Tuesday, 26 September 2017

Small FAQs on Oracle BPEL Dehydration

What is Oracle BPEL dehydration?
Ans: Storing the state of BPEL process in to Database (SOA_INFRA) is called dehydration.

When dehydration occurs?
Ans: Asych process always dehydrated
Wait, checkpoint or Dehydrate, Receive, commit (embeded java activity), Pick, Invoke Activities causes dehydration.
Non-idempotent enabled activities (such as Invoke and Receive).
By default all BPEL processes are dehydrated.

How does BPEL Process type impacts dehydration?
Ans: "Transient" Type BPEL process alows the BPEL server to dehydrate the state of the process only at the end of the execution of process. Where as, "Durable" Type BPEL processes alows the BPEL server to dehyerate the state of the process only at the time of reaching the non-idempotent and breakpoint activities (refer my 2nd question answer)

Also, note that by default "Inovke" activities idempotent flag value is true, so BPEL Server doesnot persist the state of the process in dehydration tables.  So changing the idempotent flag value to "false" causes the BPEL Server to store the state of the process (irrespective of whether it is Transient or Durable process).

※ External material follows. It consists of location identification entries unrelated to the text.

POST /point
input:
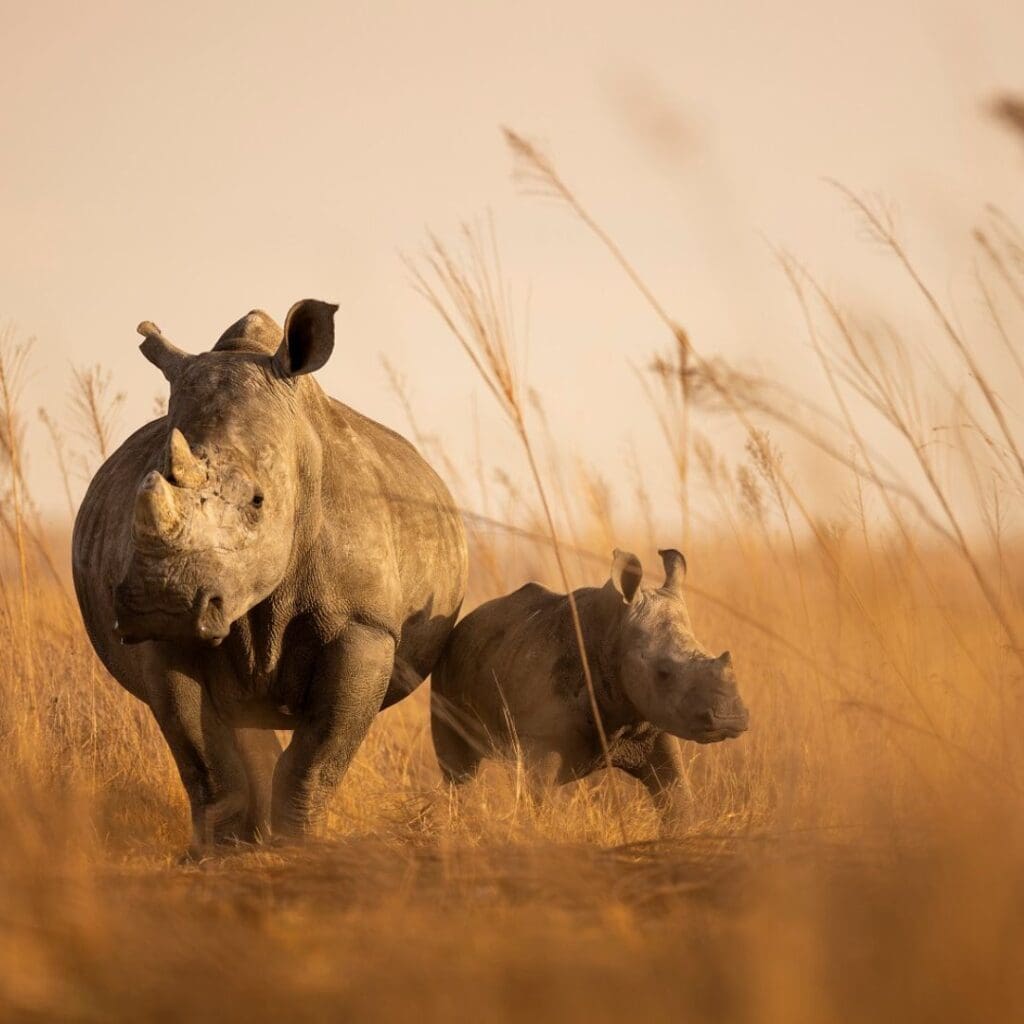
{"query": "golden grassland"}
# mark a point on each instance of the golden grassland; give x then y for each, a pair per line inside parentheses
(858, 855)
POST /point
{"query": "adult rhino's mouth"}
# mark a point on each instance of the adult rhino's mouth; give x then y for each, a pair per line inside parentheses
(714, 726)
(136, 621)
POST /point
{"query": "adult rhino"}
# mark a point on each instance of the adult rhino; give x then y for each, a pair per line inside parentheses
(263, 557)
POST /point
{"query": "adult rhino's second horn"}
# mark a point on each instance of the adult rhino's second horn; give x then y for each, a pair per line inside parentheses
(186, 470)
(157, 516)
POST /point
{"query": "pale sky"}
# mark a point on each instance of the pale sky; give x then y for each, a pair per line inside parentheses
(184, 163)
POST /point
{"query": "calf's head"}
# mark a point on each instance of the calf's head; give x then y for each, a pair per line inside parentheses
(671, 680)
(214, 521)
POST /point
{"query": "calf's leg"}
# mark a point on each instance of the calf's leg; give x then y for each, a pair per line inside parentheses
(458, 750)
(664, 776)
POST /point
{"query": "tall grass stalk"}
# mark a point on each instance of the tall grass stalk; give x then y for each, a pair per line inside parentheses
(470, 299)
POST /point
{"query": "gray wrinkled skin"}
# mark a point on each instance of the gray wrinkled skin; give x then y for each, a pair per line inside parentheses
(510, 683)
(262, 558)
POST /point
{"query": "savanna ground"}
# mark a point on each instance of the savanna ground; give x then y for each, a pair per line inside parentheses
(856, 856)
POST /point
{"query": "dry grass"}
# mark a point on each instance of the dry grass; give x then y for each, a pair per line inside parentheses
(857, 856)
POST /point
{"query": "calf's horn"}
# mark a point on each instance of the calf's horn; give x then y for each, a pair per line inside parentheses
(675, 570)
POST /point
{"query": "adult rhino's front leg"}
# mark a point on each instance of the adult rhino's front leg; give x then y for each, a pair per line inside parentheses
(204, 748)
(346, 691)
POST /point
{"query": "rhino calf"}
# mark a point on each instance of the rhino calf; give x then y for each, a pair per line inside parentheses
(510, 682)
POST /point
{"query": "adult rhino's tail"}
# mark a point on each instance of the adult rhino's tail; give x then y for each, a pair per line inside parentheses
(423, 644)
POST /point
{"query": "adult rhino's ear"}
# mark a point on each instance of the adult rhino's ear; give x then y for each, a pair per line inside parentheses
(308, 339)
(626, 573)
(169, 358)
(675, 570)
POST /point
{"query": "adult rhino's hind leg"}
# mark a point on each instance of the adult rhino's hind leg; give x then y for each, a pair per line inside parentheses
(212, 770)
(260, 750)
(345, 693)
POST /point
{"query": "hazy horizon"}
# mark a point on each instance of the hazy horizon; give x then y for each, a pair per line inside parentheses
(186, 164)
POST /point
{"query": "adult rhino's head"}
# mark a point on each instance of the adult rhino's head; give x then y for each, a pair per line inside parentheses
(671, 680)
(214, 521)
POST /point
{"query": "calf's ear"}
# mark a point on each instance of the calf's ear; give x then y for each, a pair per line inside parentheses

How can we skip Dehydration?
Ans: By default, all BPEL process (synch, Async, Transient, Durable) are dehydrated.   But for Synch process, by setting the BPEL processes below properties Dehydration can be skipped.  Those properties are : inMemoryOptimization  = true; completionPersistPolicy = Faulted or OFF.  You cannot avoid/skip dehydration for Async and durable processes.

Usefull dehydration tables:
Ans: Composite_instance, cube_instance, cube_scope, Dlv_message, invoke_message, Audit_trail, work_item, Mediator _Instance are key tables.